Salma Hayek is a queen mourning her inability to conceive. A poorly dubbed hooded figure advises that, should she consume the heart of a sea monster cooked by a virgin, she will become pregnant instantaneously. Her gallant husband John C Reilly goes off to slay the beast (in what will surely be, regardless of the rest of the film, one of the greatest sequences of the year).

Elsewhere, diminutive king Toby Jones ignores the needs and wishes of his daughter in favour of an increasing fascination with a flea, which grows to enormous size under his secretive care. When said daughter Violet (Bebe Cave – a find) presses him for a husband, he devises what he thinks is a foolproof strategy to keep her close to home.

Last and by all means least, we have Vincent Cassel as yet another king, drunkenly sleeping his way through all the beauties of his kingdom, who becomes enamoured with an unseen songbird on his grounds. The voice belongs to an old krone who tempts the king further, but can’t show her face for her ugliness. She offers him sight of a finger and no more. Unused to being denied his desires, this only arouses the king’s affections further.

Set ’em up and knock ’em down. Garrone shirks the expected anthology conventions and flits from one story to another in sequence, nudging each one along a little further before returning to the next in til he’s back to the first again. Trouble is that each of these stories become less interesting the further we travel down their respective, meandering paths. Characters are, with virtually no exceptions, unlikable or simply flimsy. No one story has a heroic or particularly charismatic presence.

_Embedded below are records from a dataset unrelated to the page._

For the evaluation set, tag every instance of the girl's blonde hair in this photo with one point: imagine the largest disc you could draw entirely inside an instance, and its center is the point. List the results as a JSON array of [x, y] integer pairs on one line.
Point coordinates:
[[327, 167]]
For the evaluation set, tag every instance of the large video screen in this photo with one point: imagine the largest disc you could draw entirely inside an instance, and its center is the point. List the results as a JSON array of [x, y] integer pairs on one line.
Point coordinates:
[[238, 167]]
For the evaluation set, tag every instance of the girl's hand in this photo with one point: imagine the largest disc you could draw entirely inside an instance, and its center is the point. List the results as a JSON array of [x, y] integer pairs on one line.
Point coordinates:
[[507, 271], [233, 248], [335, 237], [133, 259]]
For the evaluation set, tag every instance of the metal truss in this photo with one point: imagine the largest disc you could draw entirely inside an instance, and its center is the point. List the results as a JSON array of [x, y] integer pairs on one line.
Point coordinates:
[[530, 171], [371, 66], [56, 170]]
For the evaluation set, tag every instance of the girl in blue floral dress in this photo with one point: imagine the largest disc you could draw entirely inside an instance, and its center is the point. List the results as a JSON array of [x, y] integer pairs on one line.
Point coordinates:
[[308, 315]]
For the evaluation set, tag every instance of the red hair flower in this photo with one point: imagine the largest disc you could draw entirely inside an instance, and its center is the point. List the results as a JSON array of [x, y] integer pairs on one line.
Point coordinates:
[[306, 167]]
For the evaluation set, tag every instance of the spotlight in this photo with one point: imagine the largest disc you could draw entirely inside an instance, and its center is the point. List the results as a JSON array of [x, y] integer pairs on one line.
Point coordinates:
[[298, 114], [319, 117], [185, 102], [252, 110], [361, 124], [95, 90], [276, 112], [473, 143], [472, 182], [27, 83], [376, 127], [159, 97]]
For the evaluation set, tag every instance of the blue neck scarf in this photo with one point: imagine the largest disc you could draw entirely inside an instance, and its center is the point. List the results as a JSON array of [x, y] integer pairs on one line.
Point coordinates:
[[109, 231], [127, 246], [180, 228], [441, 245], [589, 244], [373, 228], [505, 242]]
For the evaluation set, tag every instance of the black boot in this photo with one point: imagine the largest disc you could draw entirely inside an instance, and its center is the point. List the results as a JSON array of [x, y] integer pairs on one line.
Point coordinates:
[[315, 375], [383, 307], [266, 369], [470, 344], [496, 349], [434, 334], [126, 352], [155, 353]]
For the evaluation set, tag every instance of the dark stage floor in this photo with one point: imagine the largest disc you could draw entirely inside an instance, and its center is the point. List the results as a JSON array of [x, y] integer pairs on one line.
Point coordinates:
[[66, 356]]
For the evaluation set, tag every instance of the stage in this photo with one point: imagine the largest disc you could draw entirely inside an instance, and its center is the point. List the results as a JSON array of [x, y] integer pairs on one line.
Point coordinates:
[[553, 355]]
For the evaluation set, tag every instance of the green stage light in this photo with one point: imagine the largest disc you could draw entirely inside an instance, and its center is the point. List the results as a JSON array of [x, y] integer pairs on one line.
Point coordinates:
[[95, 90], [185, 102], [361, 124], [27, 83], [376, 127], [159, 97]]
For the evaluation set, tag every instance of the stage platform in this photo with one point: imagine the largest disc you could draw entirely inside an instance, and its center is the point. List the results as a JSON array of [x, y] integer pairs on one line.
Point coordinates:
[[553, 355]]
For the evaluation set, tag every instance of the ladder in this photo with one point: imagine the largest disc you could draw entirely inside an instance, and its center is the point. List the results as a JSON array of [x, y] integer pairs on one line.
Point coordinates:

That might sound all right on paper, but in the telling it leaves precious little for the audience to root for, and in turn, fewer and fewer reasons to care, particularly as each of these tales ends far wide of where they began. If these are morality tales, they’re all rather muddied too. In fact, more than one leaves something of a sour taste in the mouth come their eventual resolution. None of them end with any sense of definitive satisfaction either. It has the feel of listening to someone fervently telling an initially engaging story, only to realise gradually they’re making it up as they go along. There’s no follow-through. No point. Not one shaggy dog story, but three.

And it might be all right if there were whimsy in that, some fun to be had, but Tale Of Tales is – Toby Jones aside (he is the film’s shining MVP) – without much smirk or silliness. What little else there is comes at the expense of poor Vincent Cassel, whose version of playing drunk falls unflatteringly close to a Tommy Wiseau impersonation. It’s been a while since I’ve seen him really light the screen up, but I can’t really remember him being as bad as he is here.

All of which is a bit of a confusing let down. A “what the hell happened?”. Because in terms of production, Tale Of Tales is really very impressive. The heritage locations supply gratuitous production value. The costuming is pretty faultless. See also your other key departments; hair, make-up and so on. And the visual effects are pretty tidy too. It’s all presented through the loving eye of DoP Peter Suschitsky, the master cinematographer behind most David Cronenberg films, oh, and something called The Empire Strikes Back. On a technical level, Tale Of Tales more or less aces the scorecard. Disappointingly, on a substantive level it draws an almost total blank.

All of which makes spending 135 minutes in its company a really arduous affair. It looks as though it ought to be one of the great fantasy films of the decade, one with the kind of crossover clout of, say, Pan’s Labyrinth. But no amount of technical dynamism can hide how woolly it all feels. All dressing, no content.

And then there’s that fucking plot hole. Sitting there over an hour and a half in. Like an horrendous shit on fluffy white carpet. Impossible to ignore because really, when you get right down to it, there’s not a lot else to see.